Dr Franklin's efforts have thrown the spotlight once again on the dubious marketing practices of the giant pharmaceuticals companies. To increase sales or Neurontin, Warner-Lambert paid doctors cash, and lavished expenses on them during "boondoggle weekends", drug conferences in plush hotels. Trips to the Olympics and baseball games provided an opportunity to suggest potential new "off-label", or unapproved, uses for Neurontin.

"Physicians who prescribed Neurontin were rewarded with invitations to events or lavish resorts," says Tom Greene, of Greene & Hoffman, Dr Franklin's lawyers. "The more he saw of it, the more he felt it was unethical, and then he thought it was illegal. A doctor can write a prescription for an unapproved use, but a company cannot market it."

By the end of 1996, non-epilepsy conditions made up 78 per cent of Neurontin's $1.3bn sales. Even today, Neurontin is still only approved for epileptic seizures and some forms of neuralgia.

The company said in a statement: "Pfizer is committed to compliance with all healthcare laws and regulatory requirements and to high ethical standards in all aspects of its business practice."

Pfizer is paying a $240m criminal fine and $152m to State and Federal healthcare programmes, with other pay-outs on top and legal costs still to be settled. The fine is the second-largest given in the industry.
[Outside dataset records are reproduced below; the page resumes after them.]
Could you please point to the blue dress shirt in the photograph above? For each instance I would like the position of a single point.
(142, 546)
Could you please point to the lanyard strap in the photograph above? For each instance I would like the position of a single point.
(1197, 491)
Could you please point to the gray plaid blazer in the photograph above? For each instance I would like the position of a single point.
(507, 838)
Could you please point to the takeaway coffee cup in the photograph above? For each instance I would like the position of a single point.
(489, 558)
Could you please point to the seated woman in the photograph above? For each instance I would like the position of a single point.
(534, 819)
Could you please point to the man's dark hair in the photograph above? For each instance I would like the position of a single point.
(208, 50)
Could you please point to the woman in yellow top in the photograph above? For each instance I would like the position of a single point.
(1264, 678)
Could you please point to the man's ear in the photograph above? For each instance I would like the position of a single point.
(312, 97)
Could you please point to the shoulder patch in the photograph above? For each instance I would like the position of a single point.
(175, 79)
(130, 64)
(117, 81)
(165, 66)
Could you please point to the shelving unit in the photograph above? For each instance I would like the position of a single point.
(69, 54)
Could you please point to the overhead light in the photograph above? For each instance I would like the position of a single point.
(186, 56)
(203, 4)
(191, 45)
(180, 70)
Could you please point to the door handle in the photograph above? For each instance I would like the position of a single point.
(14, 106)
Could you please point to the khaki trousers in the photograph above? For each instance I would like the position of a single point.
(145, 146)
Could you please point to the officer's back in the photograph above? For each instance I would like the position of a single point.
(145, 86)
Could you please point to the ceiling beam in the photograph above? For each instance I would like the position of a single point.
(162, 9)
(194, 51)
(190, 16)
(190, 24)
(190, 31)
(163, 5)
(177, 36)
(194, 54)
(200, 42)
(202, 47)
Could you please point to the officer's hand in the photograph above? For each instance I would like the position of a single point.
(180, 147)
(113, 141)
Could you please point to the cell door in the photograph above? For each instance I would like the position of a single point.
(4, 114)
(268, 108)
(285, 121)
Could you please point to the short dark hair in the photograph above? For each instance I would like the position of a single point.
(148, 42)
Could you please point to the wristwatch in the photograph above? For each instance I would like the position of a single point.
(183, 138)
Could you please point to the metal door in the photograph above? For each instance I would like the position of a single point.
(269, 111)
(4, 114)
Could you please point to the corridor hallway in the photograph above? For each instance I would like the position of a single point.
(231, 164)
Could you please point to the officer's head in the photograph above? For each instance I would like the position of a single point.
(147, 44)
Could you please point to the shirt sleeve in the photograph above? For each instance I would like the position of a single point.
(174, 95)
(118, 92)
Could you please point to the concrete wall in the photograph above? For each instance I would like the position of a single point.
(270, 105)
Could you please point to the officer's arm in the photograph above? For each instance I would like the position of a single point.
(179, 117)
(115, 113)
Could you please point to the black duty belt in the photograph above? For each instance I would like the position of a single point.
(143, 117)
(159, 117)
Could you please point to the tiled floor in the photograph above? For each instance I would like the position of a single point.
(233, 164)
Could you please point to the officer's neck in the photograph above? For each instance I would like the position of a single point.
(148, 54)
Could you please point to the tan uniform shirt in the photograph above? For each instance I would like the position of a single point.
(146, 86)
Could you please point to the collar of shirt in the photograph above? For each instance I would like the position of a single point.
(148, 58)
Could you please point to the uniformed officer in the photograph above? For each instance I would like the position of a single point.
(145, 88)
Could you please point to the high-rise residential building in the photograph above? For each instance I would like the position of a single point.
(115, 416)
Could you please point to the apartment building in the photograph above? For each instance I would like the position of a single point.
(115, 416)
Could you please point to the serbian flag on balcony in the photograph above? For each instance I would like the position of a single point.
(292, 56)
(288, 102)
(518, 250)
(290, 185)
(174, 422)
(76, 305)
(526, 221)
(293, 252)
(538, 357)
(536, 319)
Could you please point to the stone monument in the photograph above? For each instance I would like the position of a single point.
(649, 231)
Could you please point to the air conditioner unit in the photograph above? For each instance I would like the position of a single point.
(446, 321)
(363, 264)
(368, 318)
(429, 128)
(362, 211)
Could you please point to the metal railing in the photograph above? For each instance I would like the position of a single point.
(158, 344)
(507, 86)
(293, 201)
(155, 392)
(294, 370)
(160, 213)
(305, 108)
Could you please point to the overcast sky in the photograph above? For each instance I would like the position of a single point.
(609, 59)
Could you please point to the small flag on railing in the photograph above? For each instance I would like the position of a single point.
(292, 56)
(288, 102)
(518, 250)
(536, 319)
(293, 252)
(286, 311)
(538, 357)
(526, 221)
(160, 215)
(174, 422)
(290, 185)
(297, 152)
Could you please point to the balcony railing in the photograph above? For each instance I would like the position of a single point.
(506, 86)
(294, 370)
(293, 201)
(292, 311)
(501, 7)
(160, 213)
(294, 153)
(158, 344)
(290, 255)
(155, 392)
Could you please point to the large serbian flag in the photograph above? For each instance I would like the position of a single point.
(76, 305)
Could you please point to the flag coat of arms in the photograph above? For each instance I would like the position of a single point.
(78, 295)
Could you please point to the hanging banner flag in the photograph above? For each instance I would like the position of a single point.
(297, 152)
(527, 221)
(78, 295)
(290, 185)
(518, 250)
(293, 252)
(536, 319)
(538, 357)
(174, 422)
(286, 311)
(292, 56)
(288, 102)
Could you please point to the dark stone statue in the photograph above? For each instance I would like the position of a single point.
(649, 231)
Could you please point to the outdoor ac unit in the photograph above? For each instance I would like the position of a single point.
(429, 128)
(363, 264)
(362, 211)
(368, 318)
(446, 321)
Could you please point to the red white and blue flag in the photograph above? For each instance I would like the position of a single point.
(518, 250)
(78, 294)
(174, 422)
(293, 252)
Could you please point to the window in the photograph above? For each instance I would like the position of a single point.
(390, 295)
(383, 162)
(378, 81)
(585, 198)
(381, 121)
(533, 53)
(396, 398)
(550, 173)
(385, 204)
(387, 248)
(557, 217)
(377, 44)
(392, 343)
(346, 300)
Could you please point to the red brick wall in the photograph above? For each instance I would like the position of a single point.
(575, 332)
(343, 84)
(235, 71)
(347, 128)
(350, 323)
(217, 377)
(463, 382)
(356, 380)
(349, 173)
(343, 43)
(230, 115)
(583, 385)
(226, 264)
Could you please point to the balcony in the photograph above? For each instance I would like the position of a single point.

But it is the $26.6m payment to Dr Franklin that could really help to change the culture of the pharmaceuticals industry, because it might encourage further whistleblowers to come forward. Already, a former executive who revealed an alleged fraud in the marketing by AstraZeneca of a prostate cancer drug in the US is to receive $47.5m for his role in incriminating the British company.

And in February, GlaxoSmithKline, the UK's biggest drug group, said that the US Attorney's office in Colorado was investigating the way it marketed some of its most lucrative drugs in the state, after a whistleblower came forward.

Despite his new wealth, however, Dr Franklin warns that whistleblowing is not for everyone. "It takes real staying power," he says.